In the early 2000’s it was fashionable for some people in Florida to have imported Python snakes for pets.  But as they grew to 23 feet and weighed 200 pounds they became too much for their owners who released some of them to the Everglades.  There are now an estimated 150,000 of them in the Everglades and they are at the top of the food chain with no predators.  They are wiping out all native animal species, including alligators.

P – Pollution

We figured out that it is easier to spray weeds with a chemical herbicide than to pull them out by hand.  Consequently chemicals are sprayed on all of our food crops for weed and pest control and around our homes as well.  Runoffs from our agricultural fields and home landscapes end up in rivers and eventually in gulfs and oceans.  These toxic brews kill coral reefs (with a large proportion of marine life), wipe out fishing and crabbing grounds, and reduce the amount of fresh water available.  In addition, chemically contaminated wetlands are killing off birds and amphibians.

P – Population

The ecosystem services provided by biodiversity (oxygen generation, climate regulation, soil creation, nutrient recycling, seed distribution, pollination, waste disposal, water purification and retention, flood and erosion control, timber production, and pharmaceutical and medical contributions) are being used up by the human population faster than they can be created.  World Overshoot Day (the day humans use up a year’s worth of ecosystem services) occurred on August 14th in 2015.  It was August 19th in 2014.  This means we are using up the Earth faster than it can recover.  This will become worse as the population increases and as the world standard of  living increases.

O – Over-harvesting

The Blue Whale is the largest animal ever at 100 feet long and 200 tons weight.  It was nearly hunted to extinction because of “Return on Investment.”  From a business point of view it is more profitable to hunt a species to extinction and then invest the profits in a new enterprise than to harvest it sustainably indefinitely.  The Blue Whale and other whales were saved from extinction by the 1966 treaty put together by the International Whaling Commission.

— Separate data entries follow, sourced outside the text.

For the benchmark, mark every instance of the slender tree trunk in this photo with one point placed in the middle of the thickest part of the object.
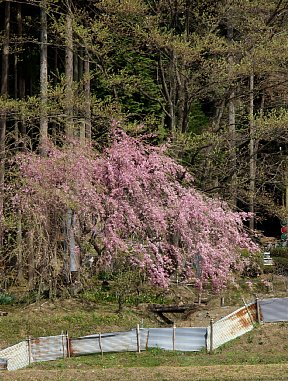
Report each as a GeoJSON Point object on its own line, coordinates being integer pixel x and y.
{"type": "Point", "coordinates": [232, 131]}
{"type": "Point", "coordinates": [87, 95]}
{"type": "Point", "coordinates": [20, 80]}
{"type": "Point", "coordinates": [252, 153]}
{"type": "Point", "coordinates": [43, 80]}
{"type": "Point", "coordinates": [3, 115]}
{"type": "Point", "coordinates": [69, 66]}
{"type": "Point", "coordinates": [69, 73]}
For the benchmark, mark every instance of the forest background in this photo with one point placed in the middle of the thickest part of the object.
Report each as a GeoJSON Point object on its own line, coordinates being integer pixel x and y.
{"type": "Point", "coordinates": [206, 79]}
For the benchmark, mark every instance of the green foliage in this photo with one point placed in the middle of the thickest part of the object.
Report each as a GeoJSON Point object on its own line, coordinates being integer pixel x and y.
{"type": "Point", "coordinates": [281, 264]}
{"type": "Point", "coordinates": [6, 299]}
{"type": "Point", "coordinates": [279, 252]}
{"type": "Point", "coordinates": [198, 120]}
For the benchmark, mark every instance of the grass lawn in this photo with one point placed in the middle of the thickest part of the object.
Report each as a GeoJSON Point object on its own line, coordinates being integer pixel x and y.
{"type": "Point", "coordinates": [259, 355]}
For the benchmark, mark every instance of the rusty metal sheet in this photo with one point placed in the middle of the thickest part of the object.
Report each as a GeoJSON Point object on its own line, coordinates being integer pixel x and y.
{"type": "Point", "coordinates": [48, 348]}
{"type": "Point", "coordinates": [274, 310]}
{"type": "Point", "coordinates": [232, 326]}
{"type": "Point", "coordinates": [17, 356]}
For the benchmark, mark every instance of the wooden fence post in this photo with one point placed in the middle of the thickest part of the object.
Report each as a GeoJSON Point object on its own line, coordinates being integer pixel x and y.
{"type": "Point", "coordinates": [258, 312]}
{"type": "Point", "coordinates": [100, 344]}
{"type": "Point", "coordinates": [211, 335]}
{"type": "Point", "coordinates": [29, 350]}
{"type": "Point", "coordinates": [68, 345]}
{"type": "Point", "coordinates": [138, 338]}
{"type": "Point", "coordinates": [174, 336]}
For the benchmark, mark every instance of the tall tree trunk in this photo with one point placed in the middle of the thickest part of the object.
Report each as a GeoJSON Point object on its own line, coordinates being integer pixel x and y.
{"type": "Point", "coordinates": [43, 79]}
{"type": "Point", "coordinates": [3, 115]}
{"type": "Point", "coordinates": [232, 131]}
{"type": "Point", "coordinates": [69, 72]}
{"type": "Point", "coordinates": [87, 95]}
{"type": "Point", "coordinates": [252, 153]}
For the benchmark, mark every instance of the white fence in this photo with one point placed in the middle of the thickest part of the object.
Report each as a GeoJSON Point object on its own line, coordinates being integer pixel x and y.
{"type": "Point", "coordinates": [181, 339]}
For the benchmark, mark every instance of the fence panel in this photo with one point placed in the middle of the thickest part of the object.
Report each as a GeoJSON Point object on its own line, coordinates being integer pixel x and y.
{"type": "Point", "coordinates": [232, 326]}
{"type": "Point", "coordinates": [180, 339]}
{"type": "Point", "coordinates": [109, 342]}
{"type": "Point", "coordinates": [48, 348]}
{"type": "Point", "coordinates": [17, 356]}
{"type": "Point", "coordinates": [274, 310]}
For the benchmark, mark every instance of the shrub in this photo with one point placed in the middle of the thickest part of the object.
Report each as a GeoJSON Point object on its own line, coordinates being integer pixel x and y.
{"type": "Point", "coordinates": [6, 299]}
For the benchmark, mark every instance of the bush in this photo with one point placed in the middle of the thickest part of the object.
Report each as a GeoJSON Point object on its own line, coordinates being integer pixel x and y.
{"type": "Point", "coordinates": [281, 264]}
{"type": "Point", "coordinates": [6, 299]}
{"type": "Point", "coordinates": [279, 252]}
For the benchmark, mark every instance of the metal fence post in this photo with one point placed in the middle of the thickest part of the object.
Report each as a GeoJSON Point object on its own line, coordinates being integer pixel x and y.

Recent animals in danger of becoming extinct due to over-harvesting include the Mountain Gorilla, Elephants, Rhinoceros’, Frogs, and Toads.

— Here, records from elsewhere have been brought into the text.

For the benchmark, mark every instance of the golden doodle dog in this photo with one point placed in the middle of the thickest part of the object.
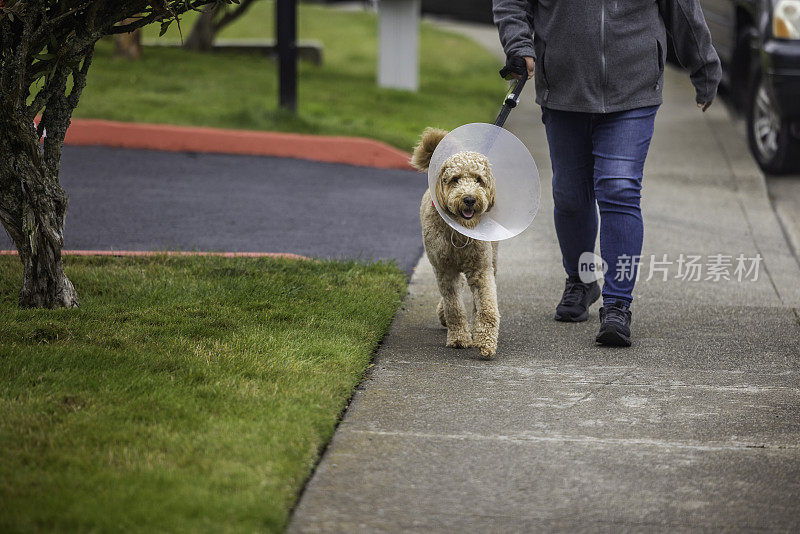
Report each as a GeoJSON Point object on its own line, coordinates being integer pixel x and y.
{"type": "Point", "coordinates": [465, 188]}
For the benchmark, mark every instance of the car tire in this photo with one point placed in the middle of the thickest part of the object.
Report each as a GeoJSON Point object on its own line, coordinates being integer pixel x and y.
{"type": "Point", "coordinates": [769, 135]}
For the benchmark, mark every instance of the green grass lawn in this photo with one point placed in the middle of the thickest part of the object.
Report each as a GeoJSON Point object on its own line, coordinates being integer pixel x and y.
{"type": "Point", "coordinates": [186, 394]}
{"type": "Point", "coordinates": [459, 82]}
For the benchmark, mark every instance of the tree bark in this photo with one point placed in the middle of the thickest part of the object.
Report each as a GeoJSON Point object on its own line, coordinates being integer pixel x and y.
{"type": "Point", "coordinates": [212, 19]}
{"type": "Point", "coordinates": [33, 208]}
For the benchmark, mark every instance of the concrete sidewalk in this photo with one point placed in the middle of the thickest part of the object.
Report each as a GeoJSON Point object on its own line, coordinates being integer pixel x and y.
{"type": "Point", "coordinates": [696, 426]}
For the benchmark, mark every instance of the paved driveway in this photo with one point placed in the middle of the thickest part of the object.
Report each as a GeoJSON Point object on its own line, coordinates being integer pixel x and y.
{"type": "Point", "coordinates": [145, 200]}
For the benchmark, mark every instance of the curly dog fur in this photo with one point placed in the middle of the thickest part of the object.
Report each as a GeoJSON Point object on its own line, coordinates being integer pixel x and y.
{"type": "Point", "coordinates": [465, 188]}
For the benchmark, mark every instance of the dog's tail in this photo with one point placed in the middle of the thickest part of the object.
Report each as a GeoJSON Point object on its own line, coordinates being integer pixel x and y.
{"type": "Point", "coordinates": [424, 150]}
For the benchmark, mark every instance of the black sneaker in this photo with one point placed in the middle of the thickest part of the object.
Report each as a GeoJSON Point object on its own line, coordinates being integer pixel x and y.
{"type": "Point", "coordinates": [575, 302]}
{"type": "Point", "coordinates": [615, 325]}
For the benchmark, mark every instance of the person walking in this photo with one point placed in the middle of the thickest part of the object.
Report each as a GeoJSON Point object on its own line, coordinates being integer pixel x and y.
{"type": "Point", "coordinates": [599, 68]}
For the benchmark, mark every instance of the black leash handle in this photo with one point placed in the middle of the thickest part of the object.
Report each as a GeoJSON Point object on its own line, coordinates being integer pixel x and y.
{"type": "Point", "coordinates": [511, 101]}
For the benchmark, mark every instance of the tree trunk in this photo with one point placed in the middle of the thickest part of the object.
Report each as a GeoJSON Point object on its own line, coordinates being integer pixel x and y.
{"type": "Point", "coordinates": [201, 38]}
{"type": "Point", "coordinates": [33, 208]}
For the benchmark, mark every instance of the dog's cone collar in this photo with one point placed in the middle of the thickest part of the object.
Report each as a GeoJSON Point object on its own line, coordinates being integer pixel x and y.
{"type": "Point", "coordinates": [515, 174]}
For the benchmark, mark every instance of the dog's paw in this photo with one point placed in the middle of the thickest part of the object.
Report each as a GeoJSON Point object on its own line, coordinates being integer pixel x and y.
{"type": "Point", "coordinates": [486, 340]}
{"type": "Point", "coordinates": [459, 339]}
{"type": "Point", "coordinates": [440, 313]}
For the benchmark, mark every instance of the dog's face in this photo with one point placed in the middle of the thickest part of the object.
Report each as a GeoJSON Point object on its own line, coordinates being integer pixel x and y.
{"type": "Point", "coordinates": [465, 187]}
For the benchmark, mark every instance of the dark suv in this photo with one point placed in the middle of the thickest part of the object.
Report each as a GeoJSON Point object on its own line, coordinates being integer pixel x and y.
{"type": "Point", "coordinates": [758, 42]}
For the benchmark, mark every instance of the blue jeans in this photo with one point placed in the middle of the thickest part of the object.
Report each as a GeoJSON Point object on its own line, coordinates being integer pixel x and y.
{"type": "Point", "coordinates": [598, 162]}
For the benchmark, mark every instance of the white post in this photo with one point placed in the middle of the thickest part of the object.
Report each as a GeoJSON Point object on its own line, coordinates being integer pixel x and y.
{"type": "Point", "coordinates": [398, 47]}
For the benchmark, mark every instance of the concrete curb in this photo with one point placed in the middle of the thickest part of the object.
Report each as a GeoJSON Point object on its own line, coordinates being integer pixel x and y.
{"type": "Point", "coordinates": [332, 149]}
{"type": "Point", "coordinates": [284, 255]}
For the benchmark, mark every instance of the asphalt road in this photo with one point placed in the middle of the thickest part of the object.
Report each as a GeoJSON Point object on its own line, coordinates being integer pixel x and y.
{"type": "Point", "coordinates": [145, 200]}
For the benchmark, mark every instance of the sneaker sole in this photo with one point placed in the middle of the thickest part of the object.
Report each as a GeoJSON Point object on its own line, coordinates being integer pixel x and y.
{"type": "Point", "coordinates": [570, 319]}
{"type": "Point", "coordinates": [613, 338]}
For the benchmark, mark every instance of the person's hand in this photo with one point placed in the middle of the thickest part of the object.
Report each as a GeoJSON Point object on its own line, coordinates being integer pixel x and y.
{"type": "Point", "coordinates": [529, 64]}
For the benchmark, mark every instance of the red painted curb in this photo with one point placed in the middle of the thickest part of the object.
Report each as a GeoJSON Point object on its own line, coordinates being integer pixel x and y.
{"type": "Point", "coordinates": [285, 255]}
{"type": "Point", "coordinates": [350, 150]}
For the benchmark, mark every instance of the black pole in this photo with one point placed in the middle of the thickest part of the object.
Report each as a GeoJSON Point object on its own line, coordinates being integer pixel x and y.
{"type": "Point", "coordinates": [286, 32]}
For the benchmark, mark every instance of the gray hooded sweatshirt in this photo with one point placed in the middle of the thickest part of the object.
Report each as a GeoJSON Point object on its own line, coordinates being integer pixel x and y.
{"type": "Point", "coordinates": [601, 56]}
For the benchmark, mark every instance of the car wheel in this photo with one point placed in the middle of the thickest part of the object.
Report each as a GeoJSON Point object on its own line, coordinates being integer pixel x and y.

So today’s plants and animals not only have to deal with normal causes of extinction but have the additional threats of HIPPO causes from human activities.  Here are the percentages of species at risk of extinction for several groups:

  • Birds – 13%
  • Fish – 21%
  • Reptiles – 21%
  • Mammals – 25%
  • Invertebrates – 30%
  • Corals – 33%
  • Amphibians – 41%
  • Plants – 68%

Imagine looking out of your window and 2/3’s of the tree and shrub and grass and grain species are missing!  That could be the scenario for the next generation of Homo sapiens.  How long do you think our species can last without a vibrant and bio-diverse ecosystem?  The Anthropocene Epoch may very well be the last one recorded unless we change our ways.